Checklist

Note

Effective Data Science is still a work-in-progress. This chapter is largely complete and just needs final proof reading.

If you would like to contribute to the development of EDS, you may do so at https://github.com/zakvarty/data_science_notes.

Videos / Chapters

Reading

Use the Acquiring and Sharing Data section of the reading list to support and guide your exploration of this week’s topics. Note that these texts are divided into core reading, reference materials and materials of interest.

Tasks

Core:

  • Revisit the Projects that you explored on Github last week. This time look for any data or documentation files.

    • Are there any file types that are new to you?
    • If so, are there packages or helper function that would let you read this data into R?
    • Why might you not find many data files on Github?
  • Play CSS Diner to familiarise yourself with some CSS selectors.
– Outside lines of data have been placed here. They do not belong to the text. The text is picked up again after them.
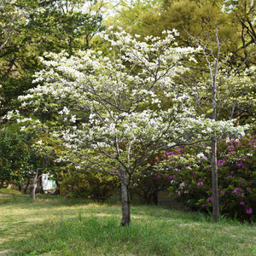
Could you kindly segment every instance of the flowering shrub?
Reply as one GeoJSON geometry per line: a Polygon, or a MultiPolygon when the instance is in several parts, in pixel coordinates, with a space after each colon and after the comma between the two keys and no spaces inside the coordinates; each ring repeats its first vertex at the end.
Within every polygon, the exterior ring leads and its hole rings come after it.
{"type": "Polygon", "coordinates": [[[90,198],[103,202],[119,187],[117,177],[100,172],[68,172],[63,174],[61,193],[65,197],[90,198]]]}
{"type": "MultiPolygon", "coordinates": [[[[209,148],[185,146],[167,152],[160,164],[172,177],[170,191],[189,207],[212,208],[209,148]]],[[[255,136],[218,143],[219,207],[222,214],[241,220],[255,220],[255,136]],[[253,178],[254,177],[254,178],[253,178]]]]}

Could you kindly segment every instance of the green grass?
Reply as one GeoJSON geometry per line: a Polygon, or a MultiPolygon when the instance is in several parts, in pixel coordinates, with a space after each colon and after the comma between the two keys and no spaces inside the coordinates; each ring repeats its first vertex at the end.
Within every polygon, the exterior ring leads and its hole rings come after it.
{"type": "Polygon", "coordinates": [[[197,212],[0,190],[0,255],[255,255],[255,225],[197,212]]]}

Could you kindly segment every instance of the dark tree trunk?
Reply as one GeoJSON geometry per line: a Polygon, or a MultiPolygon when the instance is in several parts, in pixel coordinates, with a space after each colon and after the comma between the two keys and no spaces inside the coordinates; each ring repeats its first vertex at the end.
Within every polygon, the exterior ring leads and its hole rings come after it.
{"type": "Polygon", "coordinates": [[[36,200],[36,189],[37,189],[37,180],[38,176],[38,168],[37,168],[33,181],[30,186],[30,197],[32,199],[32,201],[36,200]]]}
{"type": "Polygon", "coordinates": [[[153,192],[153,203],[156,206],[158,205],[158,191],[157,190],[153,192]]]}
{"type": "Polygon", "coordinates": [[[28,182],[27,182],[27,183],[26,183],[26,188],[25,188],[23,193],[26,193],[26,189],[27,189],[28,185],[29,185],[29,179],[28,179],[28,182]]]}
{"type": "Polygon", "coordinates": [[[120,177],[121,177],[121,194],[122,194],[122,220],[121,225],[125,226],[131,222],[131,200],[130,189],[127,173],[124,167],[119,166],[120,177]]]}
{"type": "Polygon", "coordinates": [[[219,204],[218,204],[218,166],[217,166],[217,142],[212,141],[212,219],[214,222],[219,221],[219,204]]]}

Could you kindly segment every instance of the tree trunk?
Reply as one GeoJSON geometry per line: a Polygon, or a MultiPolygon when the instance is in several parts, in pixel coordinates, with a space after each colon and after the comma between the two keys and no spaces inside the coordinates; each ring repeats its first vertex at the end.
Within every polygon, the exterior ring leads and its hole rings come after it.
{"type": "Polygon", "coordinates": [[[212,140],[211,166],[212,166],[212,219],[214,222],[219,222],[217,142],[215,139],[212,140]]]}
{"type": "Polygon", "coordinates": [[[120,177],[121,177],[121,193],[122,193],[122,220],[121,225],[125,226],[131,222],[131,200],[130,189],[128,189],[128,177],[124,170],[123,166],[119,166],[120,177]]]}
{"type": "Polygon", "coordinates": [[[38,176],[38,168],[37,168],[35,177],[33,178],[33,181],[30,186],[30,197],[32,199],[32,201],[36,200],[36,189],[37,189],[37,180],[38,176]]]}

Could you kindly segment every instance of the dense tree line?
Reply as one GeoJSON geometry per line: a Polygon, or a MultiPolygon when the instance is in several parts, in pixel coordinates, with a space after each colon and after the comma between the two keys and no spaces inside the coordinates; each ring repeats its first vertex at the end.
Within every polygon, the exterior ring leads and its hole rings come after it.
{"type": "MultiPolygon", "coordinates": [[[[1,1],[1,132],[19,146],[5,124],[16,115],[39,159],[117,177],[124,225],[131,181],[147,189],[161,150],[212,141],[218,221],[216,143],[242,133],[239,125],[255,130],[255,3],[137,0],[116,7],[103,19],[104,1],[1,1]],[[109,34],[97,34],[108,27],[109,34]]],[[[41,166],[32,168],[37,178],[41,166]]],[[[66,178],[74,169],[67,170],[66,178]]]]}

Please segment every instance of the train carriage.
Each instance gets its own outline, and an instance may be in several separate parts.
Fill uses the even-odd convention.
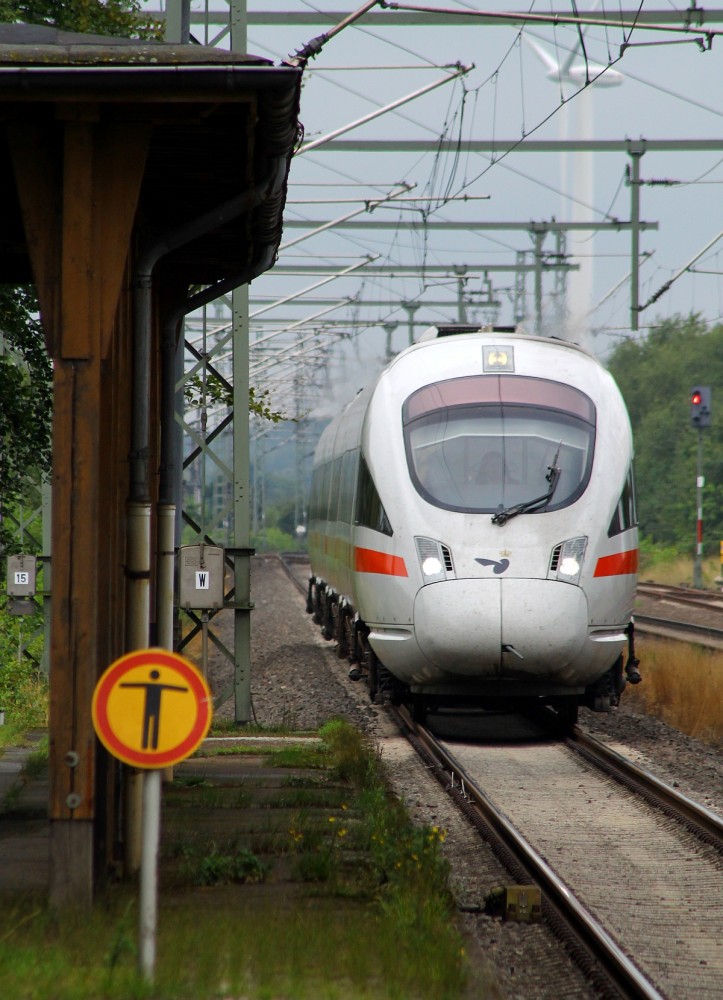
[[[321,437],[309,609],[372,694],[606,710],[640,676],[632,459],[586,351],[432,328]]]

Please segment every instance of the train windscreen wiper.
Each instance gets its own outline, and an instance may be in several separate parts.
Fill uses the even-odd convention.
[[[498,510],[496,514],[492,515],[492,523],[507,524],[511,517],[517,517],[518,514],[530,514],[533,511],[541,510],[546,506],[557,489],[557,484],[560,481],[560,475],[562,470],[557,464],[557,459],[560,454],[560,446],[562,441],[557,446],[557,451],[555,452],[555,457],[552,460],[552,464],[547,467],[547,475],[545,479],[550,484],[547,488],[547,493],[543,493],[540,497],[535,497],[534,500],[525,500],[524,503],[513,504],[512,507],[505,507],[503,510]]]

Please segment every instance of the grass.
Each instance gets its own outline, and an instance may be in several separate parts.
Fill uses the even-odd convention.
[[[56,919],[33,898],[5,900],[3,997],[467,995],[468,968],[440,850],[444,831],[411,823],[389,792],[375,747],[357,730],[334,721],[318,735],[318,745],[302,745],[293,759],[264,750],[262,768],[252,772],[261,771],[265,787],[250,781],[244,796],[238,785],[214,788],[216,780],[207,778],[174,783],[164,797],[153,986],[138,973],[136,893],[120,884],[108,887],[91,920],[72,913]],[[204,766],[198,762],[199,771]],[[304,775],[308,800],[301,795]],[[495,995],[493,984],[481,982],[474,995]]]
[[[693,557],[681,555],[675,549],[645,547],[640,555],[641,582],[663,583],[671,587],[693,586]],[[723,576],[721,560],[708,556],[701,562],[703,587],[715,589],[716,580]]]
[[[637,652],[643,683],[627,686],[626,707],[723,747],[723,653],[647,637]]]

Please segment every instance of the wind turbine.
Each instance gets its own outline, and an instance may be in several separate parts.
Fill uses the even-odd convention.
[[[580,58],[580,45],[578,41],[572,51],[568,54],[564,62],[553,58],[550,53],[531,38],[527,42],[535,55],[547,70],[545,76],[560,87],[563,98],[569,95],[565,93],[565,86],[571,92],[579,91],[570,107],[563,108],[560,133],[562,139],[592,139],[594,133],[594,113],[593,113],[593,87],[619,87],[623,82],[622,73],[609,69],[602,63],[591,62]],[[587,83],[589,86],[585,86]],[[562,154],[561,181],[563,191],[568,189],[568,165],[572,173],[572,221],[584,222],[590,217],[591,206],[594,200],[594,168],[593,154],[591,152],[576,152],[573,154]],[[564,215],[568,215],[567,207]],[[577,230],[578,239],[590,241],[584,231]],[[570,323],[573,329],[577,330],[586,324],[586,317],[590,310],[592,298],[593,265],[592,254],[588,258],[580,260],[580,270],[569,277],[570,289],[568,295],[568,311]]]

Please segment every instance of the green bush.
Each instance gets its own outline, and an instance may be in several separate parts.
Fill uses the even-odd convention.
[[[10,615],[0,607],[0,708],[13,732],[47,724],[48,689],[38,663],[42,655],[42,616]],[[18,658],[21,639],[40,631],[29,645],[33,659]]]

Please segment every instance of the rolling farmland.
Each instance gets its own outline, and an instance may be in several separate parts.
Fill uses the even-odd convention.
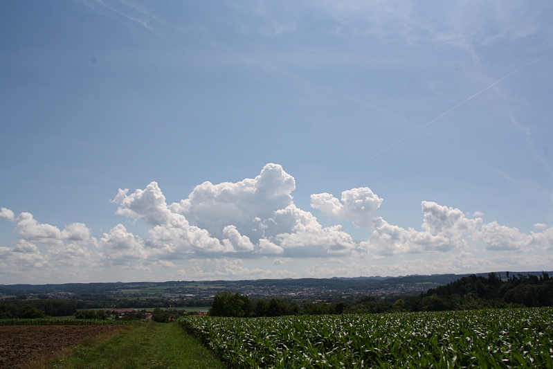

  • Identify 3 APIs that give access to data on topics that interest you. Write a post on the discussion forum describing the APIs and use one of them to load some data into R.

  • Scraping Book Reviews:

    • Visit the Amazon page for R for Data Science. Write code to scrape the percentage of customers giving each “star” rating (5⭐, …, 1⭐).
    • Turn your code into a function that will return a tibble of the form:
product n_reviews percent_5_star percent_4_star percent_3_star percent_2_star percent_1_star url
example_name 1000 20 20 20 20 20 www.example.com
  • Generalise your function to work for other Amazon products, where the function takes as input a vector of product names and an associated vector of URLs.

  • Use your function to compare the reviews of the following three books: R for Data Science, R packages and ggplot2.

Bonus:

  • Add this function to the R package you made last week, remembering to add tests and documentation.

Live Session

In the live session we will begin with a discussion of this week’s tasks. We will then work through some examples of how to read data from non-standard sources.

Please come to the live session prepared to discuss the following points:

  • Roger Peng states that files can be imported and exported using readRDS() and saveRDS() for fast and space efficient data storage. What is the downside to doing so?

  • What data types have you come across (that we have not discussed already) and in what context are they used?

  • What do you have to give greater consideration to when scraping data than when using an API?